A quick guide for enforcers inspecting food premises: non-prepacked (loose) foods allergen information

Last updated:
20 October 2014
From 13 December 2014, all food businesses (eg restaurants, takeaways, bakeries and delicatessens) must declare any of 14 identified allergenic ingredients which are used in non-prepacked or loose foods that are sold or provided.

The 14 common allergens are:

  • cereals containing gluten: declaration of wheat (such as spelt and Khorasan), rye, barley, oats and their hybridised strains)
  • crustaceans
  • eggs
  • fish
  • peanuts
  • soybeans
  • milk
  • nuts: declaration of almond, hazelnut, walnut, cashew, pecan nut, Brazil nut, pistachio nut and macadamia nut (also known as Queensland nut)
  • celery
  • mustard
  • sesame
  • sulphur dioxide or sulphites (where added is present at more than 10mg/kg)
  • lupin
  • molluscs

The Food Information Regulations 2014 (FIR) give powers to authorised officers to take action against breaches of the allergen requirements.

Legal requirements for food businesses

The legal requirements for food businesses are to:

  • Declare accurate and consistent allergen ingredients information to customers (includes food sold through distance selling such as online or by telephone).
  • Ensure the information of the 14 identified allergens, for the food they serve or prepare, is accurate and verifiable.

They can do this:

  • By being aware of allergen ingredients information for any food/ingredients bought in and by keeping this information up to date.
  • By knowing what allergenic ingredients (including cooking oils, sauces, garnishes etc.) are used in the food they serve or prepare.
  • With effective communication between suppliers, staff and customers. For example, if a recipe change leads to a change in allergen information, all staff tasked with advising customers will need to be made aware.

For relevant allergen tools for businesses, see: www.food.gov.uk/allergen-resources

Best practice (how to facilitate effective allergen management)

Allergen management is about knowing what is in food and controlling the movement of allergens to reduce or remove allergen cross-contamination.

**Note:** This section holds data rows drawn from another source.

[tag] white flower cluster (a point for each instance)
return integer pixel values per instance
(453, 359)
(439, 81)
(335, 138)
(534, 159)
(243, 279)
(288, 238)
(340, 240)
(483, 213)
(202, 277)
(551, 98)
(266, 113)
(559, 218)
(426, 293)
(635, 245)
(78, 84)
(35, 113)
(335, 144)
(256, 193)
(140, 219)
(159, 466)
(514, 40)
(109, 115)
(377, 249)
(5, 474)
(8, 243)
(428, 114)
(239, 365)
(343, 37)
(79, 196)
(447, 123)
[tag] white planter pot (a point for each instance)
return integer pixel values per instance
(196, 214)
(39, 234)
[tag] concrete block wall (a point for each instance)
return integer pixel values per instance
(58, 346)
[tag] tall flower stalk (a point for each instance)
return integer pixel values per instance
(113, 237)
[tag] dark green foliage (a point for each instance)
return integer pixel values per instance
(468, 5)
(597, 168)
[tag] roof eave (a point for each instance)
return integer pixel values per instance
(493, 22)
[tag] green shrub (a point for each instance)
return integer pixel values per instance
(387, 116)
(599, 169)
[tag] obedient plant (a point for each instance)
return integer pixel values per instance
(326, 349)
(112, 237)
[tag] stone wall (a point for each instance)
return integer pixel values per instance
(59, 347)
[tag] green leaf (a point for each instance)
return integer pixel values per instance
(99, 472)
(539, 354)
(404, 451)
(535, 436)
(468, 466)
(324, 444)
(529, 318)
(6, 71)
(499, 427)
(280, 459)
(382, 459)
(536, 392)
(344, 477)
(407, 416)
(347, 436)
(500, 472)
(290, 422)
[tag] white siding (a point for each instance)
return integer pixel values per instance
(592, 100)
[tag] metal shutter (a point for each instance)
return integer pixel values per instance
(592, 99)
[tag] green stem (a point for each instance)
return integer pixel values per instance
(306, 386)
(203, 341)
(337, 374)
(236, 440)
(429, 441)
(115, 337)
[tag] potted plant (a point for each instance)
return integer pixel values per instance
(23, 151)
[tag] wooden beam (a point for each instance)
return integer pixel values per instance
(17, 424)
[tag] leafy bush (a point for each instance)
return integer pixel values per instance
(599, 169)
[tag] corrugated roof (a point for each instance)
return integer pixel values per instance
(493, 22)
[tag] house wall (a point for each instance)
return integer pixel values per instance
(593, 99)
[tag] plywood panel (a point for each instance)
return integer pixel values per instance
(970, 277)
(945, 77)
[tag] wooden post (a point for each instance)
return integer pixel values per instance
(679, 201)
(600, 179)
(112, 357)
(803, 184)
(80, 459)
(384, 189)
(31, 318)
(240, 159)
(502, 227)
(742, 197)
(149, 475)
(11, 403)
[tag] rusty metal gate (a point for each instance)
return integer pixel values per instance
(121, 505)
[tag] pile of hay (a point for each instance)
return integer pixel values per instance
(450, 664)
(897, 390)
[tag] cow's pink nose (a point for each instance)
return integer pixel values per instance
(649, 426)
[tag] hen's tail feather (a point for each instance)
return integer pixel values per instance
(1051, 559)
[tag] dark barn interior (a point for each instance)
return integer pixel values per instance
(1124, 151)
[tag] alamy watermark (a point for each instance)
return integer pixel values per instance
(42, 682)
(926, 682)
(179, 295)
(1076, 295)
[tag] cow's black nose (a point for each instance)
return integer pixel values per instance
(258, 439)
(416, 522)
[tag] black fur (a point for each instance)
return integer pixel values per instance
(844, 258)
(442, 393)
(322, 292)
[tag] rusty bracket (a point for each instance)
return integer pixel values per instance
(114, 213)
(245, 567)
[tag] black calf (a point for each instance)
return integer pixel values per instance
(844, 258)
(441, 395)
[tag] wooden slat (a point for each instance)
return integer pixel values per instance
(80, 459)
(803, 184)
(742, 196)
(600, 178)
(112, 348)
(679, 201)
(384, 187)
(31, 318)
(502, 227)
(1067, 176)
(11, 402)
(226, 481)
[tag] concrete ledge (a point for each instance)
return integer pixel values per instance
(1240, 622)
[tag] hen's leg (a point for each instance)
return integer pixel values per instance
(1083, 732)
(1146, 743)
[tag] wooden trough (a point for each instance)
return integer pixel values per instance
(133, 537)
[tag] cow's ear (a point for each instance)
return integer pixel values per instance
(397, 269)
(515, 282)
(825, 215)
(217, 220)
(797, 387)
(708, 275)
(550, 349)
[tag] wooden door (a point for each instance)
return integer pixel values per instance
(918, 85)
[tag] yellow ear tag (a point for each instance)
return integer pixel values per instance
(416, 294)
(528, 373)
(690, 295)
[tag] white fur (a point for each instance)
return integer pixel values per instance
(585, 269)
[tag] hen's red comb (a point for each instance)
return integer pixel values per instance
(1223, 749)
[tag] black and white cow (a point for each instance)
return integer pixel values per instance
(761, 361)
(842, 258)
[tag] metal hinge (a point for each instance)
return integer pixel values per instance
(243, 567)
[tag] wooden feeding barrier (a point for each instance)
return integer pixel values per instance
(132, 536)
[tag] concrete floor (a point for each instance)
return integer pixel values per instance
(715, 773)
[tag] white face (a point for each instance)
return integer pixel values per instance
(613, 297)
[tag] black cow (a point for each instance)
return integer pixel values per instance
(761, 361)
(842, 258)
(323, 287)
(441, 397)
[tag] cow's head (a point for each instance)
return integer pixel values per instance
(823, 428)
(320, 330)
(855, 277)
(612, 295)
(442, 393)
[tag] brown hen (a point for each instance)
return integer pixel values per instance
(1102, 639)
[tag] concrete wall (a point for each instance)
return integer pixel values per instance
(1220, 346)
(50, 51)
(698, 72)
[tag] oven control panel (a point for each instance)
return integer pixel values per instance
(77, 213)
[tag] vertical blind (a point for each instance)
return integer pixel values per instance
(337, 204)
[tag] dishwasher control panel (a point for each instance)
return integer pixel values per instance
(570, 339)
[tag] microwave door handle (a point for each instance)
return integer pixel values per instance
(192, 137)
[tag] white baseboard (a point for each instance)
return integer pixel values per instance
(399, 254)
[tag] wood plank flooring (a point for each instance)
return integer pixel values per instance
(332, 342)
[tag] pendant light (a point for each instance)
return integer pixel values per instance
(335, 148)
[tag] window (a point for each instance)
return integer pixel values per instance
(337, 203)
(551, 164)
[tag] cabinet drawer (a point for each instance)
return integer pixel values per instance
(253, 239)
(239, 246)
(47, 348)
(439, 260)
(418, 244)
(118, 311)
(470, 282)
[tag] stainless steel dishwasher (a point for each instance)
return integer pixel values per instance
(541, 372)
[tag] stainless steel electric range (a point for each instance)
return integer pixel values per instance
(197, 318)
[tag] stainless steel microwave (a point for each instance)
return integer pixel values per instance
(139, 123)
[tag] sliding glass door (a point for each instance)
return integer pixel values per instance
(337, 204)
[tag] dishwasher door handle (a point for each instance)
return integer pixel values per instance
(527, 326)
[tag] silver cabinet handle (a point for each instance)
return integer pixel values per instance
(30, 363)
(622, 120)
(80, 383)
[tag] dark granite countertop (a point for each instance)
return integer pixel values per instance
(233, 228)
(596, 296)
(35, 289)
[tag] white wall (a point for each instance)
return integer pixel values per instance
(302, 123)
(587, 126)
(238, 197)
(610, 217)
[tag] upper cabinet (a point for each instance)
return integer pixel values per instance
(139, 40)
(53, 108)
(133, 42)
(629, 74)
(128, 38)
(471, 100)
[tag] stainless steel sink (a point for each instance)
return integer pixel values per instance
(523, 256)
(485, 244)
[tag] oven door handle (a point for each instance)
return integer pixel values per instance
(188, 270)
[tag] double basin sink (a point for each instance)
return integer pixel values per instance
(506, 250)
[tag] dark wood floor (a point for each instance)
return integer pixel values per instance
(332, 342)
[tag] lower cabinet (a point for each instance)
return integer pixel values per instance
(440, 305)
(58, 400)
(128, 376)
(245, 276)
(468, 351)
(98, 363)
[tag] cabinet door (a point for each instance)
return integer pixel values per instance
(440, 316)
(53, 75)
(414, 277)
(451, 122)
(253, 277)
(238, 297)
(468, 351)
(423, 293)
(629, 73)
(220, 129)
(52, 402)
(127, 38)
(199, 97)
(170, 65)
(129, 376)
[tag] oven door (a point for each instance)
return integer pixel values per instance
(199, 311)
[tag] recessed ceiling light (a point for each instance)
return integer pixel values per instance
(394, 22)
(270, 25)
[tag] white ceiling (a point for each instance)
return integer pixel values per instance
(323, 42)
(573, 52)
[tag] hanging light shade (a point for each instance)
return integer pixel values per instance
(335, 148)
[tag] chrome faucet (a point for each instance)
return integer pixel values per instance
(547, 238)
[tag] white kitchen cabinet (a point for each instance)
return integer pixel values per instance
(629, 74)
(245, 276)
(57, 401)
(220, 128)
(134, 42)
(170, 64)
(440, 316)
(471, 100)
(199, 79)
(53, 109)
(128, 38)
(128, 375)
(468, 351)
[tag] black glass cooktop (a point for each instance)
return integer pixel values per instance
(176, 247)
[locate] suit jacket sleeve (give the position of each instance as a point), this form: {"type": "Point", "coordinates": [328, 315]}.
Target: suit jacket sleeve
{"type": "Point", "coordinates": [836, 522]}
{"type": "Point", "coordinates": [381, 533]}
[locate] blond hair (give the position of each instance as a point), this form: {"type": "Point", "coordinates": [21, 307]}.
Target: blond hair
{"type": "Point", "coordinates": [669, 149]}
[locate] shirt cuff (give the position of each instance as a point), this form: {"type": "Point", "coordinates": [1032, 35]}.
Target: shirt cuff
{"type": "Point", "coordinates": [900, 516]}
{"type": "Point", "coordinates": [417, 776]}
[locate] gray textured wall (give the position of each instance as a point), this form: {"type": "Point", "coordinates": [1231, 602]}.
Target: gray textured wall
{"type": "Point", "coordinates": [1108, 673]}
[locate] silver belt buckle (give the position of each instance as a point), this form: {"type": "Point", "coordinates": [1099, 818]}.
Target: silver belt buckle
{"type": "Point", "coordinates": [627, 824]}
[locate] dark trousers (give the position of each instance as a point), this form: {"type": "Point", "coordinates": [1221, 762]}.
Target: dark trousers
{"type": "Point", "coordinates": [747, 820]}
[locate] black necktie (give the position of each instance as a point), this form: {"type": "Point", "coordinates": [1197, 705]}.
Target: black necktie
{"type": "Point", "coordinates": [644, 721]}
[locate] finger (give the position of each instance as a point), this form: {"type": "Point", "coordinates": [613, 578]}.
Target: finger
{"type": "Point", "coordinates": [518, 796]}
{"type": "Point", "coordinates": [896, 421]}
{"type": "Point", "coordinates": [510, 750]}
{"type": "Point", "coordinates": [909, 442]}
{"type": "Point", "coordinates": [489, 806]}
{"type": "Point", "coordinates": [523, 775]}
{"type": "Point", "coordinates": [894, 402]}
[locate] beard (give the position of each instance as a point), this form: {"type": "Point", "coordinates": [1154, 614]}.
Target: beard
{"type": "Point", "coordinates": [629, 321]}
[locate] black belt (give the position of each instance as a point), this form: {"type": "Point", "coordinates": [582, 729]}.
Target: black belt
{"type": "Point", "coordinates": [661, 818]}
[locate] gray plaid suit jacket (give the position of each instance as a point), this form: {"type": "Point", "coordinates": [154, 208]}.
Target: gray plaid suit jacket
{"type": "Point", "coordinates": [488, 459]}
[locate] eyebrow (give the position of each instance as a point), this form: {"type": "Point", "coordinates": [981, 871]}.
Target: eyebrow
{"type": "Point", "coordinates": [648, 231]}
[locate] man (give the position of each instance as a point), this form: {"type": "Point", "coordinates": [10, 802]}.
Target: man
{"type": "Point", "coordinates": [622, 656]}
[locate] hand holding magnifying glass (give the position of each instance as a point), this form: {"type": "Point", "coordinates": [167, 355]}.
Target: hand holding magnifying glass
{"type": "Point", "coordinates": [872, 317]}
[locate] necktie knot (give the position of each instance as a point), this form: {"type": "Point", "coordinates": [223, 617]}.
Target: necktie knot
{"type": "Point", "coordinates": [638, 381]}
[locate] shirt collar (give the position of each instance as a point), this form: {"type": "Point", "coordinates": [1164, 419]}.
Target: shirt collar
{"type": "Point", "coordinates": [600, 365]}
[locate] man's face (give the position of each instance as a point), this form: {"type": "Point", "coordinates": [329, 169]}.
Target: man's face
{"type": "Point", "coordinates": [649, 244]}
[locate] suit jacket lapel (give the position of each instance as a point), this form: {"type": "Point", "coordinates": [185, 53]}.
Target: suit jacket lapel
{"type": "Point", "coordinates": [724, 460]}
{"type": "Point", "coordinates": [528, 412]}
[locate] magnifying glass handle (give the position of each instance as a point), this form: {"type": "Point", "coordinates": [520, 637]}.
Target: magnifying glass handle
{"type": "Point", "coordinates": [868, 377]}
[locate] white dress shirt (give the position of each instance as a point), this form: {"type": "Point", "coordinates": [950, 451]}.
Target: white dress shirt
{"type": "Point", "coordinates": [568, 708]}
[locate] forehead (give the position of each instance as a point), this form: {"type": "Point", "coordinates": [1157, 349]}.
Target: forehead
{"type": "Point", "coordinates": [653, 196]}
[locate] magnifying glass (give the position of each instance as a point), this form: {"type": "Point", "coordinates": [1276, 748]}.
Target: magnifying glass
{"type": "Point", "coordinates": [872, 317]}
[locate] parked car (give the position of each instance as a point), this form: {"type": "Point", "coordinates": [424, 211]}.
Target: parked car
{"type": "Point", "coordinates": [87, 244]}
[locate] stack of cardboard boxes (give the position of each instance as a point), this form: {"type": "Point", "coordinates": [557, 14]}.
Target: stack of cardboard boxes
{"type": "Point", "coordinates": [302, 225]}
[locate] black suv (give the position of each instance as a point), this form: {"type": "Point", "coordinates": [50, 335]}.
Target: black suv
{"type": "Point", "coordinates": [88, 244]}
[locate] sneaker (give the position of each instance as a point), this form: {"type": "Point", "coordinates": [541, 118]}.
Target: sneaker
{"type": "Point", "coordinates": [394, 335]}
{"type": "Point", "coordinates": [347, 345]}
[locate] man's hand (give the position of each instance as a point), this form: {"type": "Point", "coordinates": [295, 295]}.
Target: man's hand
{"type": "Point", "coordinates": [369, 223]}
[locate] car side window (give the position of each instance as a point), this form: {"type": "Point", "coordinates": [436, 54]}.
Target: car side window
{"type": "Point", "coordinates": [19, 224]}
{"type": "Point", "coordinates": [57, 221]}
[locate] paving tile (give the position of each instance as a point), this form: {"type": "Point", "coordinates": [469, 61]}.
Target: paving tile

Food businesses may wish to consider:

  • how allergenic ingredients are stored and labelled on premises
  • removing or reducing potential cross-contamination which may arise from shared equipment (e.g. serving spoons, chopping boards and woks)
  • thoroughly cleaning work surfaces and equipment
  • thorough hand washing before preparing food

Allergenic ingredients information: FIR compliance

Key areas to consider

Examples of questions to consider  

Staff awareness/training

  • Are staff well trained in dealing with specific customer requests for allergen information?
  • Do back of house/ kitchen staff check ingredients labels for allergen information before preparing food?
  • Where food is provided to those who cannot make their own food choices (eg small children, those with learning difficulties or relying on a carer), is there a process to cater for and protect/safeguard them if they have food allergies?

Back of house to front of house communication

  • Do back of house staff keep a record of allergenic ingredients used in dishes?
  • Is up-to-date allergen information shared with front of house staff (especially when recipes or ingredients change)?
  • Are language barriers addressed to facilitate the exchange of clear and accurate allergen information?

Communication to customers

  • Do customers have access to allergen information in an appropriate manner (eg clear signposting or in writing/upfront on a menu/ chalkboard)?
  • Is the allergen information or signposting to how to obtain it, in clear view?
  • For distance selling, is the allergen information offered at the time of purchase?

Verification of allergen information

  • How does the food business operator verify the allergen information?
  • Can staff easily check what foods contain the 14 allergens if a customer asks?
  • For distance selling, is the allergen information confirmed when food is delivered (especially for those with food allergies/intolerance who require it)?

Allergen best practice: outside FIR

Areas to consider

Possible questions

Allergen cross-contamination

Are there appropriate measures in place to prevent cross contamination of allergens when storing, handling and cleaning food surfaces after and before use?

Dealing with emergencies

Would staff know what to do if a customer were to have an allergic reaction on the premises?